2. Open his LevelDB database that stores UTXO set.
3. Insert a record that contains output to one of hacker's addresses. Alternatively, find a legitimate record that contains output to one of hacker's addresses and modify its value, say from 1 BTC to 100 BTC.
4. Cover your tracks by deleting logs that show the intrusion etc.
5. Repeat the steps above against other miners until the total hash power of the poisoned miners exceeds 50% (as of today, it is 4 mining pools). You don't need to hack all of them at the same time, the attack can span months.
6. Spend the output in step 3. Make sure the transaction goes directly to poisoned miners, not through clean non-mining nodes.

You don't benefit but just harm the miners. Even if one of the poisoned miners find a block, it will be checked by every other full node in the network. Therefore it will be rejected as soon as the miner tries to push out his block. It will be as if half the miners were on a bogus chain, the hash rate will be effectively reduced by half but eventually a non poisoned miner will find a block or a poisoned miner will correct his UTXO set. In the later case, he may never know what happened but fixing the situation is rather simple as it is a matter of rebuilding the database.

[tonych]

You don't benefit but just harm the miners. Even if one of the poisoned miners find a block, it will be checked by every other full node in the network. Therefore it will be rejected as soon as the miner tries to push out his block.

The vast majority of nodes will reject the block indeed, but it is mining power that is the point of reference here, not the number of nodes. Since most of the hash power was poisoned, the offending block will be accepted by miners who control more than 50% of the total hash power. Then there are more than 50% chances that the next block will be built on top of the offending one, and so on.
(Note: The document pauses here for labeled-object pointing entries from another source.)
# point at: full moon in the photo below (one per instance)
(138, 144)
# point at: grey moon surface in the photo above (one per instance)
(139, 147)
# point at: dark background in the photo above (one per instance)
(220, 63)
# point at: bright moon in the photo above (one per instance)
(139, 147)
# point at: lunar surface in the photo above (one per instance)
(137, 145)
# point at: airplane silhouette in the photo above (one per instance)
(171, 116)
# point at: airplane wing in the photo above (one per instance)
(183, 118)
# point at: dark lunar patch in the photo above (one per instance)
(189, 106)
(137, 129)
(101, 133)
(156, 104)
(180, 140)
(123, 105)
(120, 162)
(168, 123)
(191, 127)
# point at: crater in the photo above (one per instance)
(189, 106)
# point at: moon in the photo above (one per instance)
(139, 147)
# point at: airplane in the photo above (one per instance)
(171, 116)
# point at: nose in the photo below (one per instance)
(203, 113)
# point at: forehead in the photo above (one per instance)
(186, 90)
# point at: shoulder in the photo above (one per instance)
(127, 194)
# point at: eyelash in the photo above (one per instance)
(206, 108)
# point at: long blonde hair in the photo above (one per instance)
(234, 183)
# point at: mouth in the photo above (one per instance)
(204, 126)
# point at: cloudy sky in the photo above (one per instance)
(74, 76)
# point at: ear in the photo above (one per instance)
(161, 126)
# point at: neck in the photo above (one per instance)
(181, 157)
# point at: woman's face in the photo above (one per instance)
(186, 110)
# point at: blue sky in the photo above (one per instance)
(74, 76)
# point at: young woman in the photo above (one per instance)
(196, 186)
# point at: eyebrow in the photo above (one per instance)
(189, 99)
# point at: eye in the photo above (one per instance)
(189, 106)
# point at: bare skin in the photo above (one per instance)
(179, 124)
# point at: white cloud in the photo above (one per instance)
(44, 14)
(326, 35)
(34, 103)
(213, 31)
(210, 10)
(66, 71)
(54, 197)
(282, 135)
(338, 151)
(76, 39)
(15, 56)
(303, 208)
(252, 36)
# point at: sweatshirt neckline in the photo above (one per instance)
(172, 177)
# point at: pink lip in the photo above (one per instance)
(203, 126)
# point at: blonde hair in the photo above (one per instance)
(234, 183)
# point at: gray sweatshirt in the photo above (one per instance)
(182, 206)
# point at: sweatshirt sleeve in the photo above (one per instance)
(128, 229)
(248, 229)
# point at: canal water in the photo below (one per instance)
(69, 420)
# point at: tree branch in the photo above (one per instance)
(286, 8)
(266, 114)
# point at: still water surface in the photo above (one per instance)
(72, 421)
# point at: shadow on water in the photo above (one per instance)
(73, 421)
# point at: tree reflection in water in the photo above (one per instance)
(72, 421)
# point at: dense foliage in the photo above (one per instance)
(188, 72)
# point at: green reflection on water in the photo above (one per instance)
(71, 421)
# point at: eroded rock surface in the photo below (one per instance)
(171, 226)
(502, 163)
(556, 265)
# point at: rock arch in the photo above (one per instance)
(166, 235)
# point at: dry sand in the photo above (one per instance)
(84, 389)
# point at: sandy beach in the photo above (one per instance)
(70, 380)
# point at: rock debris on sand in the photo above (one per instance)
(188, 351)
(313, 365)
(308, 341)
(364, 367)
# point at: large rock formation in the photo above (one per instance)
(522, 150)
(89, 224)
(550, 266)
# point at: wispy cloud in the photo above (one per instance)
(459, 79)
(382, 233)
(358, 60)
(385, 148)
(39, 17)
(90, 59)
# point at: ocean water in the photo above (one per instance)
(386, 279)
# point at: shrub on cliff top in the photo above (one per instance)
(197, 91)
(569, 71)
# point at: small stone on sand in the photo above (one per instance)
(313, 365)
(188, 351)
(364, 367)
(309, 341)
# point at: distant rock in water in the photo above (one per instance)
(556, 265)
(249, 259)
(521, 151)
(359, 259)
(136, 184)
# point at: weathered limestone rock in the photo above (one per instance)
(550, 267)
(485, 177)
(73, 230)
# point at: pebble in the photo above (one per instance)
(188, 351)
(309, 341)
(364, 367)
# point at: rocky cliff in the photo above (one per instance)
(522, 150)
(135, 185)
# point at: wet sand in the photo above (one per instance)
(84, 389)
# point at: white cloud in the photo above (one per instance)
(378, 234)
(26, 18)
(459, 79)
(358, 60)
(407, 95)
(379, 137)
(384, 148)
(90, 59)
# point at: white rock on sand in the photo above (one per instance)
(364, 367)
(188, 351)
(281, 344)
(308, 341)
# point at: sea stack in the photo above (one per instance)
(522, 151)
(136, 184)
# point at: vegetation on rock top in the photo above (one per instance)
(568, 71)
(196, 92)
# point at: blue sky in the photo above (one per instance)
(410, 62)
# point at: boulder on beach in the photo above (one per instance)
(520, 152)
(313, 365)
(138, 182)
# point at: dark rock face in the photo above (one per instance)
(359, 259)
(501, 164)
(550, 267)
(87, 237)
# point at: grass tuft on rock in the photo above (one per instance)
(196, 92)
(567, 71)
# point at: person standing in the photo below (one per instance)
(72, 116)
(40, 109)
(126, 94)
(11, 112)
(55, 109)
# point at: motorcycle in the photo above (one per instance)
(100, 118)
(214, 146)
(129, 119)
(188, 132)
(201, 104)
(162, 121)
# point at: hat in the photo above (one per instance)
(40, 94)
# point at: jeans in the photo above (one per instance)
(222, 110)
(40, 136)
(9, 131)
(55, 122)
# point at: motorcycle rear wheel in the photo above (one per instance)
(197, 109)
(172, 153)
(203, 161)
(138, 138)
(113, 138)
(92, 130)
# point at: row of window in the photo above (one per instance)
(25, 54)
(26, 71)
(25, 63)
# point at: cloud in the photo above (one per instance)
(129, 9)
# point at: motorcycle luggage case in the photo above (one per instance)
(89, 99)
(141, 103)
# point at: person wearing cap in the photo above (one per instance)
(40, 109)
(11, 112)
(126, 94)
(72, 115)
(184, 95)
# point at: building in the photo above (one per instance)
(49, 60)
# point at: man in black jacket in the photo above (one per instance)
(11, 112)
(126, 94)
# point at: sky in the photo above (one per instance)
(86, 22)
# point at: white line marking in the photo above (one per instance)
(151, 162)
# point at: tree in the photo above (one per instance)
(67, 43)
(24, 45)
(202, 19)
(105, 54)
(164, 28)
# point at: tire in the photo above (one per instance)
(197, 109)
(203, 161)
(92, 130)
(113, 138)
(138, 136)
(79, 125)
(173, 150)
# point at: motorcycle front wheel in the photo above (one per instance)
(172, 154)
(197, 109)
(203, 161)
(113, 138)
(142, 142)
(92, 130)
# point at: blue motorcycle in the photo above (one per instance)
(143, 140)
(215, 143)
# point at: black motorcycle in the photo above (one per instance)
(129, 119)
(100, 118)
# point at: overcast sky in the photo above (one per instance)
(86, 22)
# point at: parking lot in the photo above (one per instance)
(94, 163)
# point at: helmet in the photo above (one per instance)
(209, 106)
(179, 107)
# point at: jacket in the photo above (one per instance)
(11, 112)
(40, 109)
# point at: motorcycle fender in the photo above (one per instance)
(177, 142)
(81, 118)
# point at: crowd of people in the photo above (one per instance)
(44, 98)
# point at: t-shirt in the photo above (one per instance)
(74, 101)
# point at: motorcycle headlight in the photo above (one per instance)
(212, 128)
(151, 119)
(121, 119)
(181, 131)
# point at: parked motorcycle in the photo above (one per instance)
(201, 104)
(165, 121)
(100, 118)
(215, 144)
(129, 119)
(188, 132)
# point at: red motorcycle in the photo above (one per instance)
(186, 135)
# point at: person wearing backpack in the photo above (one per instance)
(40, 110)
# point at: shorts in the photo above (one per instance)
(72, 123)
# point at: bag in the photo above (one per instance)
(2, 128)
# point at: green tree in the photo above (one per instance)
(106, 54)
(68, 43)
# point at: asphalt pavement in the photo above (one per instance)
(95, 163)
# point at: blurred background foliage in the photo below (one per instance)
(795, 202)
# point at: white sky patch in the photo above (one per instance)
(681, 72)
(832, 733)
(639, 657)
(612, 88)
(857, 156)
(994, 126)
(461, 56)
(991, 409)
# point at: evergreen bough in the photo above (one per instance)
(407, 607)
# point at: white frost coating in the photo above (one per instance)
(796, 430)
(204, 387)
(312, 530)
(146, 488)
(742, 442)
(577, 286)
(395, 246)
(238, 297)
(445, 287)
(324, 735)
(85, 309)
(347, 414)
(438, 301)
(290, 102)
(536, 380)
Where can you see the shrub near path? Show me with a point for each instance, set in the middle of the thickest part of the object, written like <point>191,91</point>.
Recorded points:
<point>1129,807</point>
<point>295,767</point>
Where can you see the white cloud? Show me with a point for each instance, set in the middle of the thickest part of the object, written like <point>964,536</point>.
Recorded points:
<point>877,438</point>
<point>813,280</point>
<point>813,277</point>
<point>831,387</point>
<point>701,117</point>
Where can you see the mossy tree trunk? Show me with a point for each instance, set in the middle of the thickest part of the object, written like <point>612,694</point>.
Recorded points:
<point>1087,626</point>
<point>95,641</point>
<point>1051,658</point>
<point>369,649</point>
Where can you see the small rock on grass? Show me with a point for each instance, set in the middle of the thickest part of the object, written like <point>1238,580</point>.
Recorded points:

The merchant who would accept the payment typically waits for 3 confirmations, that is 30 minutes. It'll likely take longer before someone notices that almost the whole network boycotts the longest chain, identify the cause, and persuade the poisoned miners to manually orphan the bogus chain.

There is one more "if" though: the merchant must be directly connected to one of the poisoned miners and not running a full node himself.

[hhanh00]

There is one more "if" though: the merchant must be directly connected to one of the poisoned miners and not running a full node himself.

Such a merchant - if he even exists - should not be in the Bitcoin business unless he sells hugs. He relinquished his trust to some other anonymous party. And for what reason? And why wait for this attack? The mining pools can collude and clean him out.